De hoofdpersoon van Alibi voelde anders. Toen zij boven kwam borrelen vond ik haar zo leuk dat ik meteen met mijn uitgever afspraken maakte over een serie. Het commentaar van de proeflezers heb ik daarom heel serieus genomen: scherpe kantjes zijn weggehaald en WP heeft nieuwe eigenschappen gekregen die haar een wat prettiger mens maken. Een klein beetje irritant is ze nog wel, maar ja, ze is jong, ze moet nog veel leren. Nu maar hopen dat het me gelukt is haar zo neer te zetten dat de lezers haar in het hart zullen sluiten. 

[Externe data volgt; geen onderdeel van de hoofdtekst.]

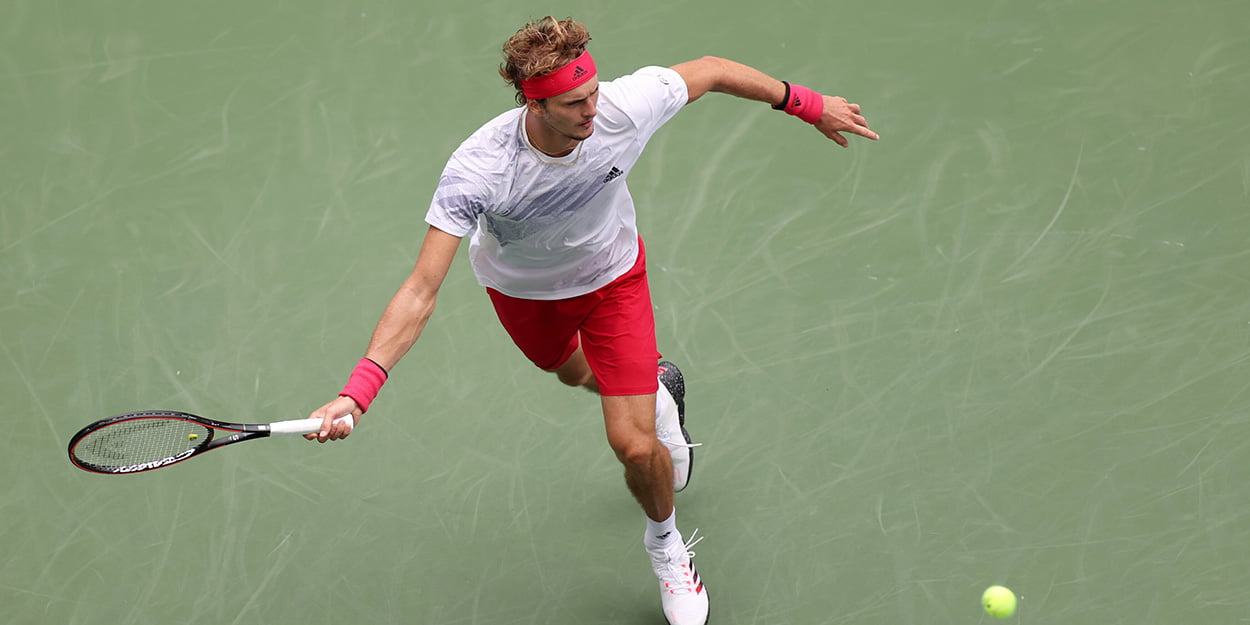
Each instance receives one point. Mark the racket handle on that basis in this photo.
(306, 425)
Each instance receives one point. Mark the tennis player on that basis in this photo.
(540, 193)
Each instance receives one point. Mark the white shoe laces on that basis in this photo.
(676, 575)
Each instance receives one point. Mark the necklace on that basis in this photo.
(564, 161)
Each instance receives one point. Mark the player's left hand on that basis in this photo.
(843, 116)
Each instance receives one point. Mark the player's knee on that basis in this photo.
(635, 450)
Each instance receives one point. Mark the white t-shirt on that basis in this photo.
(549, 228)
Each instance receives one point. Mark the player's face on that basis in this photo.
(571, 114)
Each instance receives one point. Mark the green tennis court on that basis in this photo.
(1006, 344)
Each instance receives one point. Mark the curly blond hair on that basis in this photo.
(541, 46)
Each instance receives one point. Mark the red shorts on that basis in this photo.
(614, 325)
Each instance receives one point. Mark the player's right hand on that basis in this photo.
(331, 430)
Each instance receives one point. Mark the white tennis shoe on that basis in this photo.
(670, 425)
(681, 591)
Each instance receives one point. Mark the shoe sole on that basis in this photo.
(678, 389)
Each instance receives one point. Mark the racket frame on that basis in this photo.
(233, 434)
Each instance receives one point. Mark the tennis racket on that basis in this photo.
(154, 439)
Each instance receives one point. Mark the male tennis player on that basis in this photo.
(541, 193)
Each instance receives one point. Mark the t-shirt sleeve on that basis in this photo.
(650, 96)
(459, 199)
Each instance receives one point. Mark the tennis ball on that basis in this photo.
(999, 601)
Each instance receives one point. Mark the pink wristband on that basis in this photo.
(364, 384)
(803, 103)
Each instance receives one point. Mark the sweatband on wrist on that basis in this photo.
(801, 103)
(564, 79)
(366, 379)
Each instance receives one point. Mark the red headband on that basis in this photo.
(564, 79)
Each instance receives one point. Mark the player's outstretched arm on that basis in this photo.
(398, 329)
(831, 115)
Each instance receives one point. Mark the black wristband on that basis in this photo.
(784, 100)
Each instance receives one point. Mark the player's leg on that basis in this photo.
(629, 421)
(618, 339)
(575, 371)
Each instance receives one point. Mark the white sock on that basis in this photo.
(661, 534)
(664, 403)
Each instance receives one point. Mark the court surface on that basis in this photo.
(1006, 344)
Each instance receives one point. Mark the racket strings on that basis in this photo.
(140, 440)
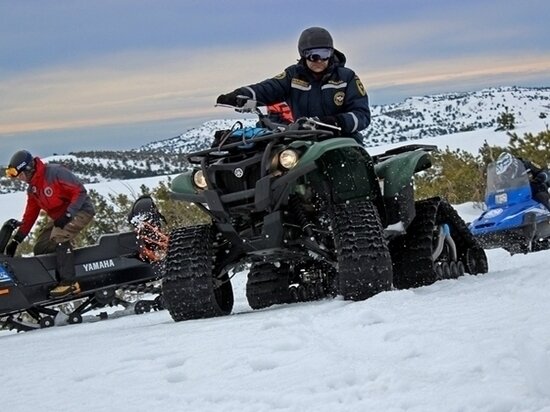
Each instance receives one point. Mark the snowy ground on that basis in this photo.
(479, 343)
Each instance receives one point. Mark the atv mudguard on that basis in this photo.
(343, 161)
(396, 173)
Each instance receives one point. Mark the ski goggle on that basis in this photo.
(314, 55)
(11, 172)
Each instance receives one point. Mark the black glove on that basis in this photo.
(62, 221)
(19, 237)
(333, 121)
(541, 177)
(12, 247)
(229, 99)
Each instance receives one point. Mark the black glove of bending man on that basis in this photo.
(62, 221)
(12, 246)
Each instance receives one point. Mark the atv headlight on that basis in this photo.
(199, 180)
(288, 158)
(501, 198)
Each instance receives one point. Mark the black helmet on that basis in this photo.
(314, 38)
(21, 161)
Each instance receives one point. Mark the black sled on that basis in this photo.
(118, 263)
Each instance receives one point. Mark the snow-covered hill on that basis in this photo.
(478, 343)
(414, 118)
(448, 115)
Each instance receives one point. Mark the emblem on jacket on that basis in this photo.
(360, 87)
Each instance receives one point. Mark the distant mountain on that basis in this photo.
(414, 118)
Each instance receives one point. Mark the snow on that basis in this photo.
(478, 343)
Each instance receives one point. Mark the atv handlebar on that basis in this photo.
(248, 105)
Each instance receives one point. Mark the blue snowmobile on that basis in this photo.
(513, 219)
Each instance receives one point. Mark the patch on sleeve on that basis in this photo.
(339, 98)
(360, 87)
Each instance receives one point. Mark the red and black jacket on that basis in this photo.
(56, 191)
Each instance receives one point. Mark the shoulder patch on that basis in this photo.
(360, 87)
(299, 82)
(339, 98)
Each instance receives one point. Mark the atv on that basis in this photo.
(513, 219)
(118, 265)
(313, 215)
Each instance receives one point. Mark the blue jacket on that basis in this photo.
(338, 93)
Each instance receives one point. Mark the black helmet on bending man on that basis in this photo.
(21, 161)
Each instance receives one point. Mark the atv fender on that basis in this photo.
(347, 167)
(396, 174)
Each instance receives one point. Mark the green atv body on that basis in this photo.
(312, 215)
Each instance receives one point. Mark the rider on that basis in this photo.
(55, 190)
(317, 86)
(280, 113)
(539, 179)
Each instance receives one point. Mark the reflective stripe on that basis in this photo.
(300, 87)
(334, 86)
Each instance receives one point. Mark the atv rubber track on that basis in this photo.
(412, 253)
(267, 285)
(364, 261)
(188, 285)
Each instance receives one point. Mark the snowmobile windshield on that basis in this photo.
(505, 174)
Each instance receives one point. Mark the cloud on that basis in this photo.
(152, 84)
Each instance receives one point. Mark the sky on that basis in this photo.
(477, 343)
(116, 74)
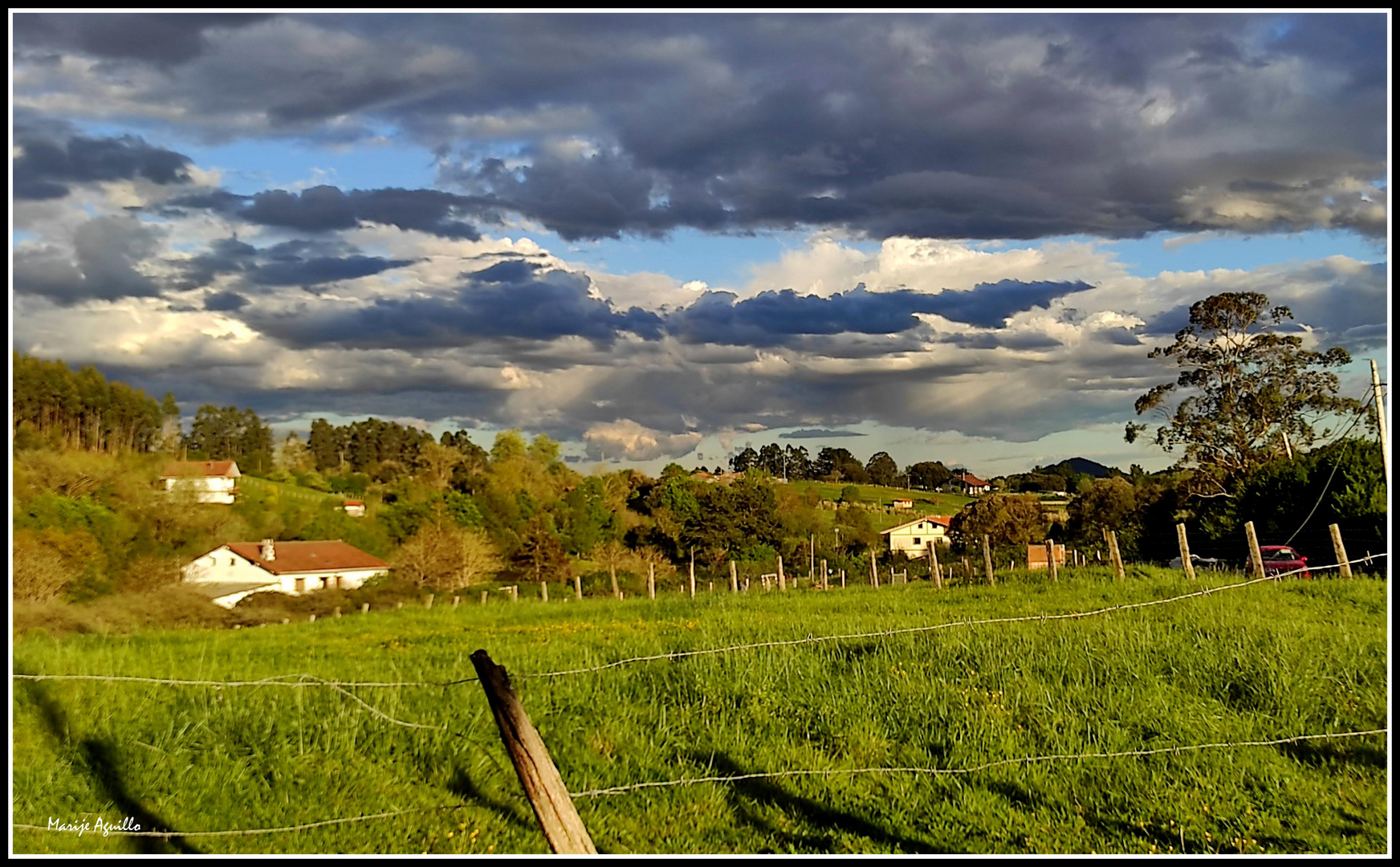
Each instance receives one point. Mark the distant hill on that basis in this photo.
(1088, 466)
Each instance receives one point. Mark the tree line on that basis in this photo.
(840, 466)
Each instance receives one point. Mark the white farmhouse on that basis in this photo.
(913, 537)
(231, 572)
(210, 481)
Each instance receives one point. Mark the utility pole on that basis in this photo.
(1381, 421)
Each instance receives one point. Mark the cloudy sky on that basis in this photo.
(661, 237)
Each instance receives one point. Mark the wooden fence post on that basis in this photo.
(539, 778)
(1115, 556)
(1340, 551)
(1256, 560)
(1186, 552)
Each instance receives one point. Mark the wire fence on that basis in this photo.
(301, 681)
(828, 772)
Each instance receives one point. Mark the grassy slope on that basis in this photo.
(286, 490)
(1259, 663)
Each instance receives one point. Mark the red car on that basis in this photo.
(1281, 558)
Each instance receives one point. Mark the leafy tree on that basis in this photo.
(929, 475)
(882, 468)
(1251, 391)
(1011, 521)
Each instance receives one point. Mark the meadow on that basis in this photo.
(1256, 663)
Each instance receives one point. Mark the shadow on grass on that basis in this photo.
(100, 759)
(749, 793)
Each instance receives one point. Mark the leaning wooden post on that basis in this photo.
(1186, 552)
(1255, 558)
(543, 788)
(1340, 549)
(1115, 556)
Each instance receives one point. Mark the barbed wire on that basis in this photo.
(613, 790)
(1042, 618)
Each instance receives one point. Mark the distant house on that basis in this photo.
(969, 483)
(210, 481)
(913, 537)
(1038, 556)
(234, 570)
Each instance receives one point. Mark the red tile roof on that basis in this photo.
(182, 470)
(308, 556)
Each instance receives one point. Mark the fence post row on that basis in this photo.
(1186, 552)
(543, 788)
(1340, 551)
(1256, 560)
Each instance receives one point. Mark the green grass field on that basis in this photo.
(287, 492)
(1252, 664)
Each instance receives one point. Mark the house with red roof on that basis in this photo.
(913, 537)
(209, 481)
(969, 483)
(231, 572)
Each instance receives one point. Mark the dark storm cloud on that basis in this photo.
(525, 306)
(49, 163)
(967, 126)
(101, 267)
(775, 317)
(290, 263)
(158, 38)
(324, 209)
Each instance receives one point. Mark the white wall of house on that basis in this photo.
(223, 566)
(207, 489)
(913, 538)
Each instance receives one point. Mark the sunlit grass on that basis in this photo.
(1259, 663)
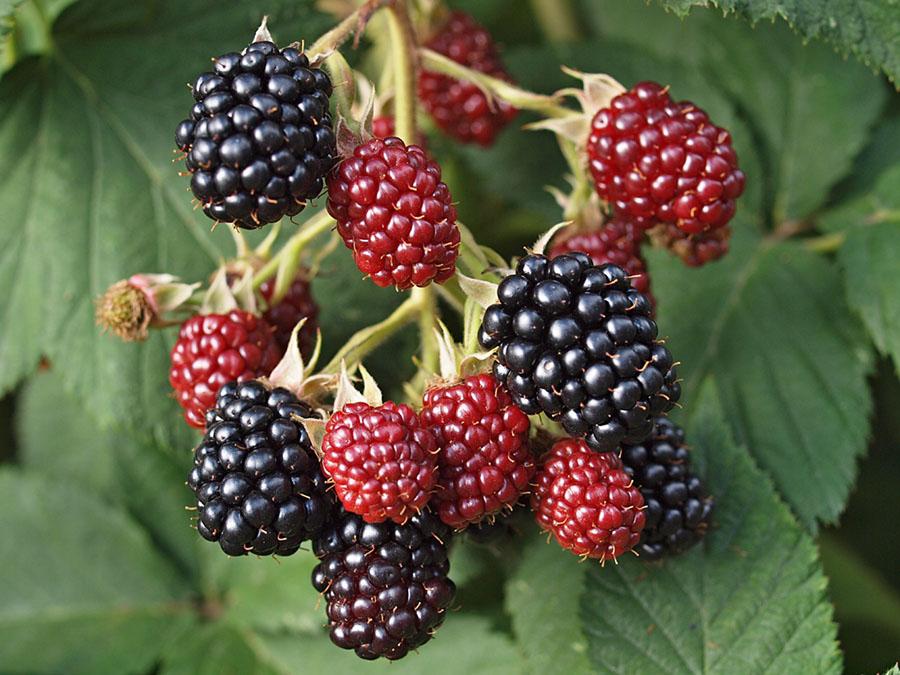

* Jeroen Thijssen gebruikte de term ‘het lege schijfsyndroom’ toen hij na zeven jaar schrijven het manuscript van zijn historische roman Solitude inleverde bij zijn uitgever.  

Martine Kamphuis




Martine Kamphuis is psychiater en auteur van kinderboeken en thrillers voor volwassenen. In 2006 debuteerde zij met de psychologische thriller Vrij. Binnenkort verschijnt haar negende boek, Alibi, waarin lezers voor het eerst kennismaken met de eigenzinnige psychologe WP, die in volgende boeken opnieuw haar opwachting zal maken. 
Met verhalen voor kinderen won Martine twee maal de John Flandersprijs.